Ireland-based Mcor Technologies has an easy time converting 3D Systems (NYSE:DDD) and Stratasys (NASDAQ:SSYS) customers, as its paper-based monochrome and full-color professional 3-D printers operate at a fraction of their cost. Instead of locking customers into expensive proprietary materials like 3D Systems and Stratasys, Mcor's 3-D printers use ordinary copy paper found in offices around the world. The end result is that Mcor's printers cost between five and thirty times less to operate than competing 3D Systems and Stratasys machines. For product developers needing a high volume of conceptual models and early prototypes, this cost savings could translate into hundreds of thousands of dollars over the device's lifetime.
In the following video, 3-D printing specialist Steve Heller asks Mcor CEO Conor MacCormack if Mcor is having success with converting 3D Systems and Stratasys customers. Beyond Mcor posing a disruptive threat to 3D Systems and Stratasys, investors should also be aware that there are situations when Mcor's products are complimentary to 3D Systems and Stratasys' offerings.
A full transcript follows the video.
Steve Heller: Your customer base, where you're getting them from, and if you're having success converting Stratasys, 3D Systems customers over to Mcor. Are you having any difficulty, or have they been really receptive? Has the product been well received in the market?
Conor MacCormack: To be honest, our easiest sales are when we walk into an office and they have one of our competitors' [3D Systems and Stratasys] technologies, because they know the value of 3-D printing; they've invested heavily to get one. But they also know the pain, and the running costs are very, very high.
Those things are already proven to them. They know what they can do, but they also know it's really expensive, so when we turn up with our solution and they get to see the parts, you don't even have to explain that it's low -- they just know -- it's going to be paper, it's going to be low running cost. They're our easiest sales, believe it or not.
There's plenty of anecdotal knowledge where you could take maybe 10% of a build that's on a very big machine -- on a competitor's [like 3D Systems and Stratasys], that's very expensive -- and just taking 10% of the work off that machine pays for our machine.
Heller: Your machine, in a way, can be complementary to other technologies, because it's earlier on in the prototyping process, so as they need more functional -- maybe they need multi material, or rubber, or whatever technology is out there, like the [Stratasys] Objet Connex3 -- they could use that later on in the process, save their running costs overall by investing in your system earlier on.

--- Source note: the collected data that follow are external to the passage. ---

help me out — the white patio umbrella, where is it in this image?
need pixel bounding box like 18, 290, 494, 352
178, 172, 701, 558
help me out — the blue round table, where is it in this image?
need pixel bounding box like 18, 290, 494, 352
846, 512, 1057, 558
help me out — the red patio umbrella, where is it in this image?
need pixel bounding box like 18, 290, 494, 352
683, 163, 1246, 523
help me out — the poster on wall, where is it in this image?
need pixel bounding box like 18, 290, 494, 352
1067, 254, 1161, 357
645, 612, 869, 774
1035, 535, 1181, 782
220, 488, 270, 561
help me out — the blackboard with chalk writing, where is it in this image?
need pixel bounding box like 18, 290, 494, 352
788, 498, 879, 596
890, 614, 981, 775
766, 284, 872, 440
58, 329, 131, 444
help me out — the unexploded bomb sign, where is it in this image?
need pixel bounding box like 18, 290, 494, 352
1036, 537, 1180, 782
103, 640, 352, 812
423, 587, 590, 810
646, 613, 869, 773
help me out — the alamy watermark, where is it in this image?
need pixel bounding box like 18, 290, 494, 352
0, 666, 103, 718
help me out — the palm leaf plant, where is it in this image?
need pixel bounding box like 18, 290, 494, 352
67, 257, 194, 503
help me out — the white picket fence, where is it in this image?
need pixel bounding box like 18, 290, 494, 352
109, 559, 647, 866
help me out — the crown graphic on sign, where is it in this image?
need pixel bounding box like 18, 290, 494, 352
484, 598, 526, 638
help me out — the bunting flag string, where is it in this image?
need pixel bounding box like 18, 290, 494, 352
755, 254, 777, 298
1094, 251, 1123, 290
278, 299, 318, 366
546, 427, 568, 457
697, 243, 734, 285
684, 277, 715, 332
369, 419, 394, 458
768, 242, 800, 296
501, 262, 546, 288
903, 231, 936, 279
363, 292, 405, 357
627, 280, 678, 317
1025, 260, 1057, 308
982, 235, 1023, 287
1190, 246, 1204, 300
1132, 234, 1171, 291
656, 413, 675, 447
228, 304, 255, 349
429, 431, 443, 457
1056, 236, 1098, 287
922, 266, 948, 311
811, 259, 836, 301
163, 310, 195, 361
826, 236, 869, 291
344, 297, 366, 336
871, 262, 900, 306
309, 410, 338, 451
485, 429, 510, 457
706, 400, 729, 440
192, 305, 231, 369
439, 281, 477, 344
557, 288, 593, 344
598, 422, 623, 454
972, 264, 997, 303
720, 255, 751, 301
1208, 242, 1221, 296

MacCormack: I think so, yes. Definitely on the commercial side, I see a position for us to be comparable with other technologies, and we can work hand-in-hand.
Heller: Complementary is interesting. It's not like you're necessarily combative with other technologies all the time. There's instances where both work well together.
MacCormack: Yes, absolutely. I think in that case, that's very well-defined, and we have a lot of examples where we're winning on Stratasys deals, we're winning on 3D Systems deals, very much at the corporate enterprise level.
I think when you move into the consumer level, even though the price point of the machine, as I mentioned before, is high, but the end product I think is very suited to the consumer. We are unique in that way, that we have a very, very good solution; the perfect solution, I believe, for the consumer, for printing out photographs and busts and pictures of the kids.
Heller: I know you have something like that in the Netherlands, through Staples. Is that happening in America any time soon?
MacCormack: Well, all I can say is that we're working with plenty of companies that want to bring that on. It's just very exciting to be able to do that. Not only are people interested in selling our products, but also offering that as a service and offering that to people who don't want to buy a machine, but want to get 3-D printed content.
I think, very similar to the 2-D printer analogy where 10-20 years ago people would never dream of printing a photograph at home -- they always went down to their local store or CVS, that would have a bigger, higher-end machine in the background doing the prints. I think there's a similar opportunity for the consumer.
I'm not talking about the makers. I'm talking about the people on the street.
Heller: Right, that want their wedding photo printed.
MacCormack: Yes. They're mom or dad; people that don't know the technology and don't really care how the technology works. They would just like to have a really nice keepsake, something on the mantelpiece or something that they can give somebody as a gift.
I think the access that they need is not about buying the technology, but it's going into a store and making it very easy to upload the content -- or take a photograph, ideally -- and get that printed out in 3-D. I think that's the path, until home machines get to the point where they're just as good as what you get on the industrial machines, which will happen, but just not yet.
Heller: Very good. Thank you so much, Conor. We' really appreciate your time.
MacCormack: No problem. It was a pleasure talking to you again.
Heller: Thanks for watching, ladies and gentlemen. Fool on!